Hast du schon den Link ausprobiert, den ich gepostet habe?

Eventuell könntest du probieren die Anwendung über den "Java Cache Viewer" (Systemsteuerung -> Java -> im "Java Control Panel" im Reiter "Allgemein" unter "Temporäre Internet-Dateien" den Knopf "Anzeigen..." drücken) zu löschen und dann wieder neu von der Homepage herunterzuladen.

MfG
hansmueller


----------



## HubaHuba (17. Mrz 2011)

Hallo,
ja, tausendmal probiert/ tausendmal ist nichts passiert.
Auch beim Link: "Anwendung konnte nicht gestartet werden".
Im Java Cache Viewer Temporäre Internet-Dateien gelöscht.
Beim Herunterladen habe ich probeweise AntiVir deaktiviert. Nichts!!!!

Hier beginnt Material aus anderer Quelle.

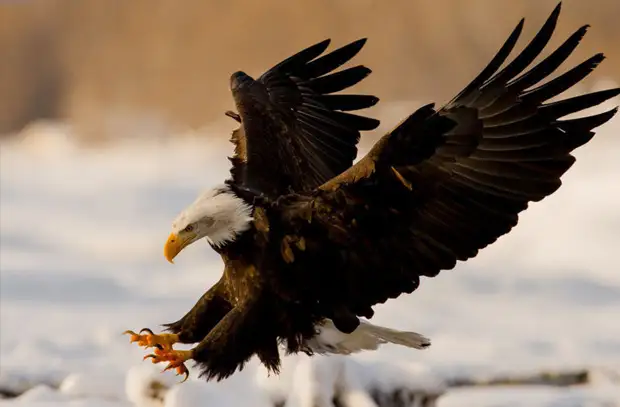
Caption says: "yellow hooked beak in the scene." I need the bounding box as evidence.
[164,232,196,263]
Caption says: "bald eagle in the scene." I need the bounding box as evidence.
[123,5,620,380]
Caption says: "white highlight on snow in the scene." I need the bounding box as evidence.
[0,84,620,407]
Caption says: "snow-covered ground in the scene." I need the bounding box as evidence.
[0,90,620,407]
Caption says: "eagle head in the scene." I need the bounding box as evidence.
[164,185,253,263]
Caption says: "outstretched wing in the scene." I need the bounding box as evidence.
[283,6,620,315]
[230,39,379,196]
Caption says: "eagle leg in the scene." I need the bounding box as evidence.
[123,328,179,351]
[144,348,194,383]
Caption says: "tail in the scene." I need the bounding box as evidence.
[306,319,431,355]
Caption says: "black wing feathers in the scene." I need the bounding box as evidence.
[232,39,379,195]
[306,1,620,315]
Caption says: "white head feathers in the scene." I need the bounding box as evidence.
[172,185,253,246]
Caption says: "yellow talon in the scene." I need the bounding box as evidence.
[123,328,179,350]
[144,348,192,383]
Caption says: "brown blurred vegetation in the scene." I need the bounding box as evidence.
[0,0,620,139]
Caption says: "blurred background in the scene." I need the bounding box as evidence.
[0,0,620,138]
[0,0,620,407]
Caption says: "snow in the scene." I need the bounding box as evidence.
[0,84,620,407]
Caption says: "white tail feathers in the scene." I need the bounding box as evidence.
[306,319,431,355]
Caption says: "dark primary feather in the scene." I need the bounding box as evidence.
[161,0,620,379]
[225,39,379,196]
[282,6,620,315]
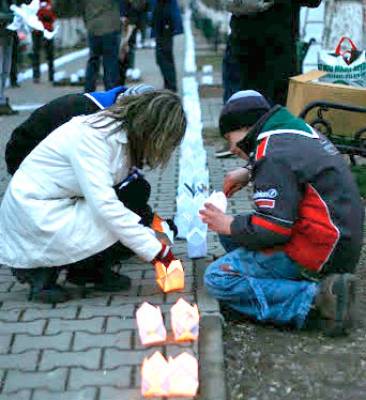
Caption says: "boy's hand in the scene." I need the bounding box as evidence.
[224,168,250,197]
[152,244,176,268]
[200,203,234,235]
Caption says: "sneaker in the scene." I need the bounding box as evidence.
[66,267,131,292]
[28,284,71,304]
[215,143,233,158]
[0,98,18,115]
[314,274,357,336]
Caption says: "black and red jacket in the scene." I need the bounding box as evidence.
[231,106,364,273]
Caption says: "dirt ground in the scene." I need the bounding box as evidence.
[224,246,366,400]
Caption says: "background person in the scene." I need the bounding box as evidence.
[152,0,183,92]
[227,0,321,105]
[0,91,186,302]
[32,0,57,83]
[80,0,121,93]
[0,0,15,115]
[201,90,364,335]
[5,85,155,175]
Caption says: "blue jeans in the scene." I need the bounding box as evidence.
[204,237,318,328]
[85,32,120,93]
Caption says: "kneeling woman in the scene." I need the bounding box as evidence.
[0,91,186,302]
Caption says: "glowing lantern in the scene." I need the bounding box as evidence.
[170,299,200,342]
[136,302,166,346]
[206,191,227,212]
[141,351,169,397]
[169,353,198,397]
[155,260,184,293]
[151,213,174,246]
[141,351,198,397]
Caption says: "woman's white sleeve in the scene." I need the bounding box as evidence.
[70,127,161,261]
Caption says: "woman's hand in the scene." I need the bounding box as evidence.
[224,168,250,197]
[200,203,234,235]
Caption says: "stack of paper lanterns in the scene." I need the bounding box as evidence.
[175,12,209,258]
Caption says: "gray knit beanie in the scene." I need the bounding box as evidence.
[219,90,271,136]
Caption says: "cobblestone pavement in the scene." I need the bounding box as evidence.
[0,37,220,400]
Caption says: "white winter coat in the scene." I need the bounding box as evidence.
[0,115,161,268]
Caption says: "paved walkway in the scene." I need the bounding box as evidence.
[0,26,229,400]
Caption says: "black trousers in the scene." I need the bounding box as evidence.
[10,32,19,86]
[12,178,154,288]
[32,31,55,82]
[155,31,177,92]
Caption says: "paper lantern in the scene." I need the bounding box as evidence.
[169,352,198,397]
[151,213,174,246]
[155,260,184,293]
[141,351,169,397]
[206,191,227,212]
[136,302,166,346]
[170,299,200,342]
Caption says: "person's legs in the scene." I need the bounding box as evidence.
[127,28,137,69]
[84,35,102,93]
[32,31,42,83]
[222,39,240,104]
[101,32,120,90]
[43,39,55,82]
[10,32,19,87]
[11,267,70,303]
[67,178,153,291]
[155,32,177,92]
[0,31,16,115]
[204,248,318,328]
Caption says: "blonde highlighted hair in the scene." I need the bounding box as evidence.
[92,90,187,169]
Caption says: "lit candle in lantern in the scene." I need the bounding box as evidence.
[155,260,184,293]
[170,299,200,342]
[169,352,198,397]
[136,302,166,346]
[141,351,169,397]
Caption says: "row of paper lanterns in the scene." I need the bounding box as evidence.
[136,298,199,397]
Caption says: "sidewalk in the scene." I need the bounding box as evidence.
[0,30,224,400]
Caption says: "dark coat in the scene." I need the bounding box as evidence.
[151,0,183,37]
[230,0,321,104]
[5,86,126,175]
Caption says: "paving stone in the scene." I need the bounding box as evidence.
[12,332,72,353]
[69,366,132,390]
[22,307,77,321]
[103,347,163,369]
[0,281,14,293]
[0,335,12,354]
[74,331,132,351]
[100,387,142,400]
[166,344,198,358]
[39,349,101,371]
[3,368,67,392]
[106,317,136,333]
[56,292,110,308]
[79,304,134,319]
[47,318,104,334]
[32,388,96,400]
[111,292,164,306]
[0,390,32,400]
[0,298,53,311]
[0,351,38,371]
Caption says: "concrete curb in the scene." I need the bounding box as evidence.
[193,259,228,400]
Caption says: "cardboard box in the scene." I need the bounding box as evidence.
[287,70,366,136]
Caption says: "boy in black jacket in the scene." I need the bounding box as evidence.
[201,90,364,335]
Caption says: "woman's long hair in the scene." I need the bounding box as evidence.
[92,90,187,169]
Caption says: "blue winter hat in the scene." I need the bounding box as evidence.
[219,90,271,136]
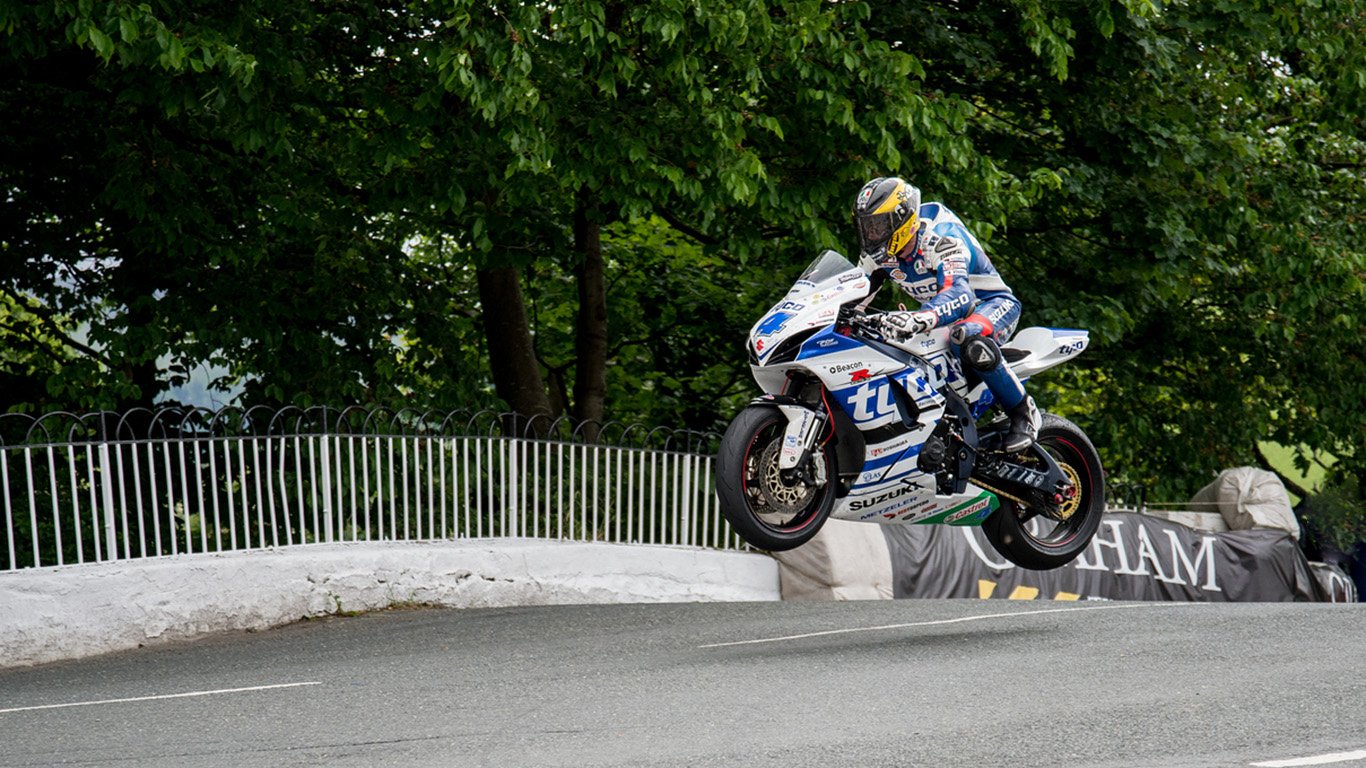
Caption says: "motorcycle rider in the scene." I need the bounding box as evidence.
[854,176,1040,452]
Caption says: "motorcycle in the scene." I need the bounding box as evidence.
[717,250,1105,570]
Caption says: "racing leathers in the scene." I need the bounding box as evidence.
[881,202,1040,452]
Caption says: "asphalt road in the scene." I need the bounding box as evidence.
[0,600,1366,768]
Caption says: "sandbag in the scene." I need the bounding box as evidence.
[1191,466,1299,540]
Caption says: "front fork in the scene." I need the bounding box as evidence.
[755,395,829,486]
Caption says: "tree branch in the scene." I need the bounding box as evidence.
[0,286,113,368]
[1253,441,1313,502]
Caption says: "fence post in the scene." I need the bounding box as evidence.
[100,441,119,560]
[318,432,336,544]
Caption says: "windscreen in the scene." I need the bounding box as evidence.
[798,250,855,283]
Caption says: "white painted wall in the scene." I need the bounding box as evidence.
[0,538,779,668]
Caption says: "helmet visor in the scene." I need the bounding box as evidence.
[858,213,892,253]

Habe FF 3.6.15 und AntiVir. Mein Betriebssystem ist Windows 7 64-bit.
Vielleicht sitzt ja der Fehler vor dem Bildschirm:bahnhof:???:L


----------



## hansmueller (17. Mrz 2011)

Hallo,

probier mal das:
Lade die jnlp-Datei manuell herunter und speichere sie z. B. auf dem Desktop ab. Wenn du dann diese Datei doppelt anklickst, sollte eigendlich WebStart starten.

Oder das:
Deinstalliere Java (ich meine damit die JRE) und installiere es neu.

Oder das:
Benutze nicht den Firefox, sondern probiere es mal mit einen anderen Browser. (Ich habe gehört, daß Microsoft auch sowas hat. Ist aber nur ein Gerücht.)

Oder das:
Überprüfe, ob die Firewall von Windows aktiviert ist und wenn ja, regle sie herunter oder stelle sie ab.



			
				HubaHuba hat gesagt.:
			
		

> ja, tausendmal probiert/ tausendmal ist nichts passiert.

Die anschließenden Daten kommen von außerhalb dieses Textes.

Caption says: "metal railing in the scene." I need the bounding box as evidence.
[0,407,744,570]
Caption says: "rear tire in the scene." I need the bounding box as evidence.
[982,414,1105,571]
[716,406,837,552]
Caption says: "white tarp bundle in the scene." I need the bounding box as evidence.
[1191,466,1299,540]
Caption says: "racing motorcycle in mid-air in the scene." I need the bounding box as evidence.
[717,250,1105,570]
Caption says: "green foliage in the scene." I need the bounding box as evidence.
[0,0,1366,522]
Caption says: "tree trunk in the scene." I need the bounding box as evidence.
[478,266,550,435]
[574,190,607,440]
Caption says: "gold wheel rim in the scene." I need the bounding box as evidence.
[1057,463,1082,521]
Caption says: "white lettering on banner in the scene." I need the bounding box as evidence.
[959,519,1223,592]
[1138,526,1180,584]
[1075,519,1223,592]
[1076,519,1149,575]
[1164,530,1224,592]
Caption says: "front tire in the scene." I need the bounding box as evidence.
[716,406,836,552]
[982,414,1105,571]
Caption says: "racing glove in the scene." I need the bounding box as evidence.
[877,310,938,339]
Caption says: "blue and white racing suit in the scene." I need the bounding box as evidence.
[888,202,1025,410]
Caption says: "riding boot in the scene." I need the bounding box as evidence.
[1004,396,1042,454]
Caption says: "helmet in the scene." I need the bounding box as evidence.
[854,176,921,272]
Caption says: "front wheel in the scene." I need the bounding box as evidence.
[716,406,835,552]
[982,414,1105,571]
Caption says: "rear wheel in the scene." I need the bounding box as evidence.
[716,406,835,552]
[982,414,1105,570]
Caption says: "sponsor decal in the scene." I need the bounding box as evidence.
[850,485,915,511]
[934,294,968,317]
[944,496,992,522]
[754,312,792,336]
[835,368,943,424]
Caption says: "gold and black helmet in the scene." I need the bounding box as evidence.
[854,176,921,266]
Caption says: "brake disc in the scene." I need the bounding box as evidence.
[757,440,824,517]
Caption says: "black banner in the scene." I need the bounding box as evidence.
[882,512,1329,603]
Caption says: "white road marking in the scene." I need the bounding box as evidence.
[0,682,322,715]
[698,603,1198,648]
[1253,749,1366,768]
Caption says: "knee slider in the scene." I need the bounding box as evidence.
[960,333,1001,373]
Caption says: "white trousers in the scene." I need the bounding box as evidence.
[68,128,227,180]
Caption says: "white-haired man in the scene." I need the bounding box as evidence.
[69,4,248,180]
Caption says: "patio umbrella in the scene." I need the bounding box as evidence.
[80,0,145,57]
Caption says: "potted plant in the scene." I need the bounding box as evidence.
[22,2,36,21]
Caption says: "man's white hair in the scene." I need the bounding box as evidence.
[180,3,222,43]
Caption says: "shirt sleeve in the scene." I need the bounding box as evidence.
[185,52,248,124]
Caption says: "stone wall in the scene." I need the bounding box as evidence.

D. h. daß bei dir WebStart allgemein überhaupt nicht mehr richtig funktioniert? Gibt er dir da auch die gleiche Fehlermeldung?

Ich habe mal gelesen, daß das 64bit-Java machmal ganz schöne Zicken macht. Du könntest es mal deinstallieren und durch die 32bit-Variante ersetzen. Hau aber nicht beides gleichzeitig auf die Platte. Daß soll überhaupt nicht gut funktionieren. (Wie gesagt, daß habe ich mal irgendwo gelesen und noch nie selber ausprobiert.)

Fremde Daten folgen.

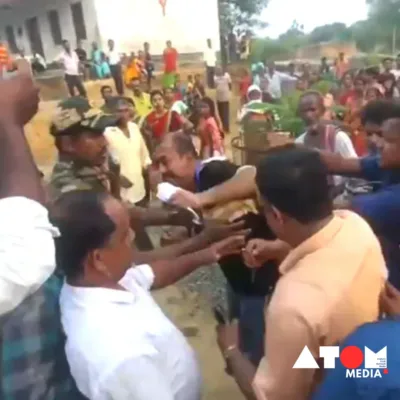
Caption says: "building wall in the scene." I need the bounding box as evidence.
[94,0,219,54]
[296,42,358,59]
[0,0,99,62]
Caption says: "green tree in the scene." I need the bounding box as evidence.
[308,22,351,43]
[366,0,400,51]
[218,0,269,34]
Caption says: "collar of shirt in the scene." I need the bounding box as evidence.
[204,48,217,67]
[61,50,79,75]
[279,211,342,275]
[108,49,121,65]
[265,71,282,99]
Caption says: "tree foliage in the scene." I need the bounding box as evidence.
[308,22,351,43]
[218,0,269,34]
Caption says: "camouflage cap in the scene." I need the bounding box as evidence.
[50,96,117,136]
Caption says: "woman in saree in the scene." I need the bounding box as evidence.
[124,53,142,86]
[344,76,368,157]
[143,90,193,152]
[91,42,111,79]
[196,97,225,159]
[338,72,354,106]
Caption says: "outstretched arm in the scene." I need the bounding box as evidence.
[171,166,257,209]
[0,60,45,204]
[0,60,55,315]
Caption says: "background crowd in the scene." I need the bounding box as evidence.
[0,30,400,400]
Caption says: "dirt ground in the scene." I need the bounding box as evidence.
[26,70,243,400]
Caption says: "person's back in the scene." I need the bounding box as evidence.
[0,274,84,400]
[270,211,387,346]
[254,146,387,400]
[0,42,10,77]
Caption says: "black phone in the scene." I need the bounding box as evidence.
[213,307,228,325]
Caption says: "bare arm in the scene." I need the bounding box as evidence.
[135,221,249,264]
[227,348,257,400]
[129,206,193,228]
[320,151,361,175]
[197,166,257,207]
[135,230,209,265]
[0,61,45,204]
[151,235,244,289]
[151,249,217,289]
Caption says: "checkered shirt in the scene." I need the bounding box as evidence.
[0,274,84,400]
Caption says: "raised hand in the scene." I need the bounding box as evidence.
[0,60,39,126]
[210,235,246,262]
[202,220,250,244]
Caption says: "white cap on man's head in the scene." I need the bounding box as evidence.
[247,85,261,96]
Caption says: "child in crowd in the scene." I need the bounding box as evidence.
[239,68,252,106]
[214,66,232,133]
[186,75,194,93]
[197,97,225,159]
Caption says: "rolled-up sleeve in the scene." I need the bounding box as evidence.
[253,309,318,400]
[100,356,175,400]
[0,197,58,315]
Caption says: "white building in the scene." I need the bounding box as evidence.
[0,0,219,62]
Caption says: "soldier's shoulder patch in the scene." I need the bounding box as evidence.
[60,183,82,193]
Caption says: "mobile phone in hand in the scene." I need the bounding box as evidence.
[213,306,228,325]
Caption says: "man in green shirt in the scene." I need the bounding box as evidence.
[49,97,197,241]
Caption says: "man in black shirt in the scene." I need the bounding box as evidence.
[154,133,278,365]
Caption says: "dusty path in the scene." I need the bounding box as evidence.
[26,74,243,400]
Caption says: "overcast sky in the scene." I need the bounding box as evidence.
[263,0,368,38]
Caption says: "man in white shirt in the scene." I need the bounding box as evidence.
[390,54,400,81]
[238,85,262,123]
[58,40,87,97]
[106,39,124,96]
[53,191,244,400]
[296,91,357,193]
[0,60,81,400]
[104,98,153,251]
[204,39,217,89]
[0,60,55,315]
[265,62,297,101]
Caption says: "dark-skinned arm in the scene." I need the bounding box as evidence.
[129,206,193,229]
[196,166,257,208]
[135,230,210,264]
[320,151,361,176]
[135,221,249,264]
[151,235,245,289]
[0,60,46,204]
[226,347,257,400]
[0,119,46,204]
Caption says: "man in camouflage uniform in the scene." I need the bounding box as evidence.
[49,97,116,200]
[49,97,197,241]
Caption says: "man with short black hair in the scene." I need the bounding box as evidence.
[58,40,87,97]
[219,145,386,400]
[52,191,244,400]
[153,133,278,365]
[130,78,153,119]
[0,60,82,400]
[100,85,113,114]
[170,100,400,289]
[382,57,393,74]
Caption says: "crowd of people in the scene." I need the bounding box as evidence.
[0,41,400,400]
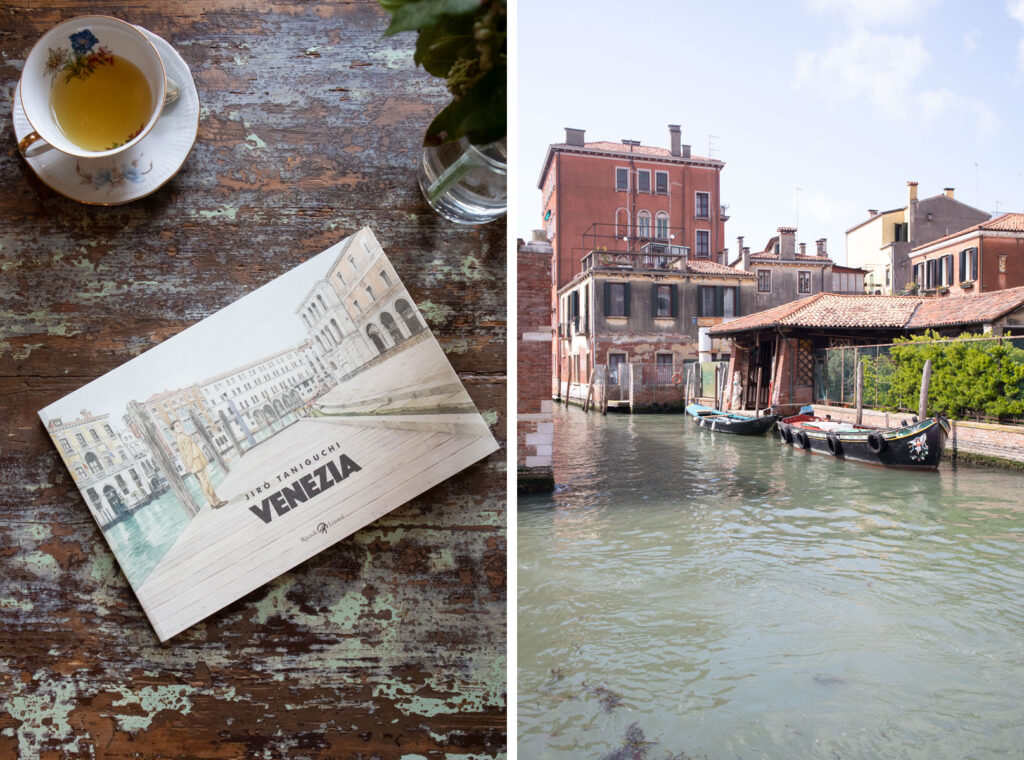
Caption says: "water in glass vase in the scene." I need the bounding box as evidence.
[420,137,508,224]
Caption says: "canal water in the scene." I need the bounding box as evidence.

Vielleicht gibt es auch irgendein Problem mit den Zugriffsrechten in Bezug auf Windows 7.

MfG
hansmueller


----------



## HubaHuba (18. Mrz 2011)

Hallo,
komplett alle Tips durchprobiert ohne Erfolg.
Auf der Seite World Internet Baduk läuft Java Web Start komischerweise.
Was mich ebenfalls irritiert, ist die Tatsache, daß jedesmal Java 32-bit installiert wird, obwohl er doch mein 64-bit-System erkennen müßte. Vielleicht liegt da der Hund begraben.

Trotzdem vielen Dank für deine Mühe.


----------